Nikon D800, 105mm f/2.8 Micro lens, f/11, 1/200s, ISO 200. Copyright Levi Sim
Most of the time, when I’m making a portrait I have a million things running through my mind all at once: How bright is the light? How soft is the light? Is the light flattering? Is the pose flattering? Is my subject comfortable? Is she enjoying herself? Are my jokes too cheesy? Did I have lunch?

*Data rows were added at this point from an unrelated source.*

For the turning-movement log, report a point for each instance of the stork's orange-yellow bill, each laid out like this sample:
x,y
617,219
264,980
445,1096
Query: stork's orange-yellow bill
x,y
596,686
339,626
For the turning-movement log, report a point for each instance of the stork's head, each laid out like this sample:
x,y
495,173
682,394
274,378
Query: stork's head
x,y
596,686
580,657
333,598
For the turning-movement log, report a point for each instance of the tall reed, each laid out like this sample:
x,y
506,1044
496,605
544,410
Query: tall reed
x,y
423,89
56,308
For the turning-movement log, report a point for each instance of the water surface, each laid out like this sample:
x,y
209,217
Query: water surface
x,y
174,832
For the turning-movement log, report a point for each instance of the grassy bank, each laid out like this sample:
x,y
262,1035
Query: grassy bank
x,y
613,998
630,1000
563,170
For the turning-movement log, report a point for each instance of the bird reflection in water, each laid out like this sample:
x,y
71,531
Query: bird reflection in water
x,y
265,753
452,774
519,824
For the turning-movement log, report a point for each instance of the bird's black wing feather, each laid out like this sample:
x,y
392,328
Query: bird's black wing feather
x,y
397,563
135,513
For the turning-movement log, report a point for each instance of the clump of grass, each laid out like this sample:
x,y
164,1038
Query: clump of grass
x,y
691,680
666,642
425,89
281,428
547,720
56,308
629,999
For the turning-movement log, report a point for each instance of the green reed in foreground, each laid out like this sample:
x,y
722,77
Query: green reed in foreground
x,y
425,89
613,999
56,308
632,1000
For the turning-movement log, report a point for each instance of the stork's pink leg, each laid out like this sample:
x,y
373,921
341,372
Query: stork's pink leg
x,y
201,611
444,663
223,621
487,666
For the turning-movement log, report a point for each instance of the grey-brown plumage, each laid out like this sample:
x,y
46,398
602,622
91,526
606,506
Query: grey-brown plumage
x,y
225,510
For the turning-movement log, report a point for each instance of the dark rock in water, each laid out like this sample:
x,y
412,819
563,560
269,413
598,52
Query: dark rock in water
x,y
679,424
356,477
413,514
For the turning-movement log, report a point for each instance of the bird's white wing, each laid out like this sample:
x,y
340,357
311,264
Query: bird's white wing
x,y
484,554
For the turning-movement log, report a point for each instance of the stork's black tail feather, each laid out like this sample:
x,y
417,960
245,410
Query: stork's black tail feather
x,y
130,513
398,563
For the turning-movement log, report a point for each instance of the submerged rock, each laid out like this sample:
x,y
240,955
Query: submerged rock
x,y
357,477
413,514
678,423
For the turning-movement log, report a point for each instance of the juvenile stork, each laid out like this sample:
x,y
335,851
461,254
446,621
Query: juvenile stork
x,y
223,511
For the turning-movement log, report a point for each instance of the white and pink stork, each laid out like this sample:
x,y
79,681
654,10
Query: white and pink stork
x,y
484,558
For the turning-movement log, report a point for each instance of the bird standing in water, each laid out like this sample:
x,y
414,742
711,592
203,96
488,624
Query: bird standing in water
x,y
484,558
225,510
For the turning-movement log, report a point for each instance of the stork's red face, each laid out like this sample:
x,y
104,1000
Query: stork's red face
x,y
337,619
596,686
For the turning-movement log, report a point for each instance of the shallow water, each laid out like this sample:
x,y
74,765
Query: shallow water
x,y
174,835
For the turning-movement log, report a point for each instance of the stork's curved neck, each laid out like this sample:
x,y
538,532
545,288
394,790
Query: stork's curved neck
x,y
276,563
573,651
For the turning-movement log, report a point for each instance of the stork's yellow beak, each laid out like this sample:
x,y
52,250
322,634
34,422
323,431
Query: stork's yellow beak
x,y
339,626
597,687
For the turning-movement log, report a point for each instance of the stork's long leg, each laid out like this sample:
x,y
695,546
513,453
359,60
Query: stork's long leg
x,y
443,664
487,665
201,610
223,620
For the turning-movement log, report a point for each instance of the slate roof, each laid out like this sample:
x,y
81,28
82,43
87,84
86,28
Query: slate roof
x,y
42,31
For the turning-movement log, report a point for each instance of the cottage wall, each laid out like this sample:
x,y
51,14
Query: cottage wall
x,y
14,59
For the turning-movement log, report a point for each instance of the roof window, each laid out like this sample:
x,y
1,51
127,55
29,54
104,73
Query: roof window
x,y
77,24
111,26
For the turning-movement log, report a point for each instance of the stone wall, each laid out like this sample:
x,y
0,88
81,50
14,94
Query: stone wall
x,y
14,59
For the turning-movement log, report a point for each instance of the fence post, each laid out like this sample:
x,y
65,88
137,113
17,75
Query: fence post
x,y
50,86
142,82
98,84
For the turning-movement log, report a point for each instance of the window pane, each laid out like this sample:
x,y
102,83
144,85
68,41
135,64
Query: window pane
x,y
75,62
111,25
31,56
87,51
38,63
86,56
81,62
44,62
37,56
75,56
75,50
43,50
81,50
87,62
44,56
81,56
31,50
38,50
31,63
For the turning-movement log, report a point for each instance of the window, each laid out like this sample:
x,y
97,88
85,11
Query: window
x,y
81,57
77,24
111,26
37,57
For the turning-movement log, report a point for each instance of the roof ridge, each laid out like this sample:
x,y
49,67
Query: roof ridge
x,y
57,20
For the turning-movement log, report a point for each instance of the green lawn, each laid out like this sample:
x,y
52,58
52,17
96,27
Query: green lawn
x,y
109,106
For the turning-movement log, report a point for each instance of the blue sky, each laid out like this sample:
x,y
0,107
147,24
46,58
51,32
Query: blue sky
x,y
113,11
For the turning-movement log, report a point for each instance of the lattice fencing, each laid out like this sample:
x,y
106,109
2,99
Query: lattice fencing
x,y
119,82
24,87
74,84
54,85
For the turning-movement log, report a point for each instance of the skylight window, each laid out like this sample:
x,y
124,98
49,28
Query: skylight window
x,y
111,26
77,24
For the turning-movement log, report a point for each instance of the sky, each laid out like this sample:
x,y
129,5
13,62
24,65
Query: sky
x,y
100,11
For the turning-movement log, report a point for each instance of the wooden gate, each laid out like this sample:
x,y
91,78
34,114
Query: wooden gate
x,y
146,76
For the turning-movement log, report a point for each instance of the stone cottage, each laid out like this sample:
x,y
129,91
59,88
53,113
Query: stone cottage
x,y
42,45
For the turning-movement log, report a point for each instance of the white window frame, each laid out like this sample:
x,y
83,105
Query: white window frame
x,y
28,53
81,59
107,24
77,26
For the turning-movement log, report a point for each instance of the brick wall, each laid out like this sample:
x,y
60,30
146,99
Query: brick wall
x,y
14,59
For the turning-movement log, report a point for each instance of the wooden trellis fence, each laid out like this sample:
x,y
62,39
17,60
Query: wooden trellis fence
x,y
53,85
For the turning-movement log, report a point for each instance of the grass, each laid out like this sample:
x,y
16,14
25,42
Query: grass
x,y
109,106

There’s a lot to think about, but I’d like to encourage you to consider one last thing: how do the details look? As you can see from the image above, I didn’t think about the wrinkles in her shirt until after I’d made the first frame. Fortunately, I did notice the wrinkles in her shirt over her belly and spent ten seconds smoothing them out before clicking again (well, I asked her to smooth them out). Sure, I could fix something simple like that in Photoshop, and if I did that every time I would surely bemuch more efficient at using Photoshop than I am. But if I take the ten seconds to refine my image beforehand, I can then engage with her and make more images of different expressions without having to fix them all later.
It’s a little thing, but someone pointed it out for me and improved my work, so I thought maybe you’d benefit from hearing it, too.
Incidentally, these images are straight from the camera, save the toning. I used the yellow filter option in my monochrome settings (most modern DSLR’s have this option–check your manual) to brighten and smooth the skin tones. The toning is a Lightroom/Adobe Camera RAW setting Scott Kelby has shared. Go to the Split Toning Tab in the Develop Module and set the Shadows to a Hue of 28 and Saturation of 17.